Friday, August 1, 2008

LRVs Without Overhead Wires?

Bombardier's "MITRAC Energy Saver" consists of an supercapacitor bank and associated electronic. Its primary use is to recover energy from braking, but Bombardier claims that 1 km of acceleration is possible.

The weakness of this technology is its low voltage. According to the product information, it runs at 750 volts. To get, say, 10 km of acceleration, the voltage has to increase to 7,500 volts. It is unclear from Bombadier's website how much charge is stored. Still, the supercapacitors have to have about 10 times greater voltage, or be 1/10th of the size of the current ones to store this much charge.

Thus, we can conclude that this technology is unripe.

So, what does this have to do with anything?

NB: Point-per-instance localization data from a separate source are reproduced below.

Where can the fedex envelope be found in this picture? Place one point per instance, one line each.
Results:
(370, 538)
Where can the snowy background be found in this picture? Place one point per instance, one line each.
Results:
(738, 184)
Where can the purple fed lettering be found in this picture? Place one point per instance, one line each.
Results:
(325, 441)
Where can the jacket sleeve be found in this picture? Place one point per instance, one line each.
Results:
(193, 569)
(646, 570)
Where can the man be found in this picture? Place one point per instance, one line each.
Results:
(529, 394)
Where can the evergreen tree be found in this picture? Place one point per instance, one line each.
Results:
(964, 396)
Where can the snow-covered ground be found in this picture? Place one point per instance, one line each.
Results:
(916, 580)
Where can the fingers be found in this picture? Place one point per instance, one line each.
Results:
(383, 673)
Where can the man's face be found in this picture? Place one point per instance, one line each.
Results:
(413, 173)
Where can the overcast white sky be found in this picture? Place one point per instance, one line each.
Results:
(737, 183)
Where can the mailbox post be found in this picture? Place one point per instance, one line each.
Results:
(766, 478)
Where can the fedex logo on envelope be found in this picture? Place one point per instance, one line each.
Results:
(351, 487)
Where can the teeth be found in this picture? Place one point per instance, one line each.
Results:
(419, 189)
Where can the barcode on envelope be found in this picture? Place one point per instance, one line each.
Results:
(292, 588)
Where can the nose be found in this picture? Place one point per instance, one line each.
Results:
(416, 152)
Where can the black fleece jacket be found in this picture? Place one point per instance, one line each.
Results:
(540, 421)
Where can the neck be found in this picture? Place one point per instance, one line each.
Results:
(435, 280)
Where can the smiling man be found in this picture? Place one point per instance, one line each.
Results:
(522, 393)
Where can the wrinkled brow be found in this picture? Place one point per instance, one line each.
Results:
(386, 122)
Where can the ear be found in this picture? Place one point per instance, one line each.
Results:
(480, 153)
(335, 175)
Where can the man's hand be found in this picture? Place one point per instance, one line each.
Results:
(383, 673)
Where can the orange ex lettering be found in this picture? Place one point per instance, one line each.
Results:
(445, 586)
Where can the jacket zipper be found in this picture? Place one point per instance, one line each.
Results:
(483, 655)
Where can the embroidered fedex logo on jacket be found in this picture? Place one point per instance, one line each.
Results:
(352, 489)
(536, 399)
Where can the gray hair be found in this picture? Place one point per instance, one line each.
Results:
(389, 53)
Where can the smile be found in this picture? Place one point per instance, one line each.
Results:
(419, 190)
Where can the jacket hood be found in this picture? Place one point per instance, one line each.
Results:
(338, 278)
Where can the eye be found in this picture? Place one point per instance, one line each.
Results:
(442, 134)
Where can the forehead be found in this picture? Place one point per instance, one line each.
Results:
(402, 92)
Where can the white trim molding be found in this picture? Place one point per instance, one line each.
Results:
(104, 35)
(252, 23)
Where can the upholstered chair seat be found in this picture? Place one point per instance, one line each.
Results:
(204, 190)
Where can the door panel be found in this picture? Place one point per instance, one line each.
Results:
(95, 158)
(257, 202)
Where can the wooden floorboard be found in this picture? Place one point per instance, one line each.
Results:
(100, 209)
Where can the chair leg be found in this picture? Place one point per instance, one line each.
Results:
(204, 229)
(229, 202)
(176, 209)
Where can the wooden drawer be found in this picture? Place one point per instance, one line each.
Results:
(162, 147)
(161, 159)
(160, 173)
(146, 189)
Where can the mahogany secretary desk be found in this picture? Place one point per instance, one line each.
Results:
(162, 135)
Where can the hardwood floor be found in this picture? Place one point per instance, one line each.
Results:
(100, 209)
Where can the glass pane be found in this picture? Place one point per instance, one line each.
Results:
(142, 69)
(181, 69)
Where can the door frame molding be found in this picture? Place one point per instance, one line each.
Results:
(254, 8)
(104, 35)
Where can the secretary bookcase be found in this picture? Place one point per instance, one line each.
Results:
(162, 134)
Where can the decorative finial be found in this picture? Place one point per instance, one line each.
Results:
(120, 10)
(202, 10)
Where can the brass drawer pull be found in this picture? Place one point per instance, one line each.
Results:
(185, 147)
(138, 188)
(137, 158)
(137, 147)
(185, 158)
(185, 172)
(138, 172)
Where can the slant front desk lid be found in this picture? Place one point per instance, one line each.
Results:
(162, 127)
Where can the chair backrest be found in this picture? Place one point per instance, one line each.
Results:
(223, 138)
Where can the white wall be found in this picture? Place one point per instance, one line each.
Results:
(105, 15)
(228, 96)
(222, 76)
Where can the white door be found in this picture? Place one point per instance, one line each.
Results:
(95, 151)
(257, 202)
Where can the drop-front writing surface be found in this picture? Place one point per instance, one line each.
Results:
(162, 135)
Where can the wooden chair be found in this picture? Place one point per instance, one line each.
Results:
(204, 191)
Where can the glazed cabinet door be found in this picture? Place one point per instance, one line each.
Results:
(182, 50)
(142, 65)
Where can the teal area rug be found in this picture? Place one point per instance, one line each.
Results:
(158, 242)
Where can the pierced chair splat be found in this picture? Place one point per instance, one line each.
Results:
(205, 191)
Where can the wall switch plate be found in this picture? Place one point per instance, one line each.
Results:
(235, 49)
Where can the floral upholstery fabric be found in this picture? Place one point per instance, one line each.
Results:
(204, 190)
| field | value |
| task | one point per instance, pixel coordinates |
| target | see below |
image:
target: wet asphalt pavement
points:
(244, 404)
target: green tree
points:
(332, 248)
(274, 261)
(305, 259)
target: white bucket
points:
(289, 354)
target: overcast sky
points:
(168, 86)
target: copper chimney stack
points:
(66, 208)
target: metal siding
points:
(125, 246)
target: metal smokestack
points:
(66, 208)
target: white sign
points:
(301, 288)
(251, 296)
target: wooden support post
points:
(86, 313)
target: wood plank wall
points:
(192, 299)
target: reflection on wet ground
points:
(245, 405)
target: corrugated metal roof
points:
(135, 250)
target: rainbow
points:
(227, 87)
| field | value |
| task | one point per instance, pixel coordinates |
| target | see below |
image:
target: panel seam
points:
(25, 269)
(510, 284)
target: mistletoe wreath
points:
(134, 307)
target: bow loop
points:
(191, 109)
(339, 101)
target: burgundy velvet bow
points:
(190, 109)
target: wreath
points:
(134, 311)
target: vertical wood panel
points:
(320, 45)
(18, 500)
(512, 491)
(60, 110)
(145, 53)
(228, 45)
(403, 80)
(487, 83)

I've been following the talk about light rail lines in Washington, DC. It seems that the Congress has long forbidden overhead wires on streets. Getting power from a third rail using either the old conduit track technology or the new technology in Bordeaux is impractical. So, the way to get streetcars running is to charge them at stations. Right now, this appears impractical. But, improvements in battery and supercapacitor technologies may make this feasible within 5 years. So, all of you who like to dream up light rail systems should think in terms of having chargers at terminals and stations, with Shanghai-like charging "umbrellas".

1 comment:

njh said...

Energy stored in a capacitor is CV^2/2, so to gain 10 times the energy you only need to raise the voltage by sqrt(10) = 3.2 times (or increase the capacitance by a factor of 10).

In any case it's irrelevant, because the stored energy goes as the mass or volume of the capacitors which ever route you take.

Personally I have no issue with overhead wires, and prefer that to particulates from rubber and diesel. 1km seems a pretty reasonable stretch between 'drinks' to me anyway.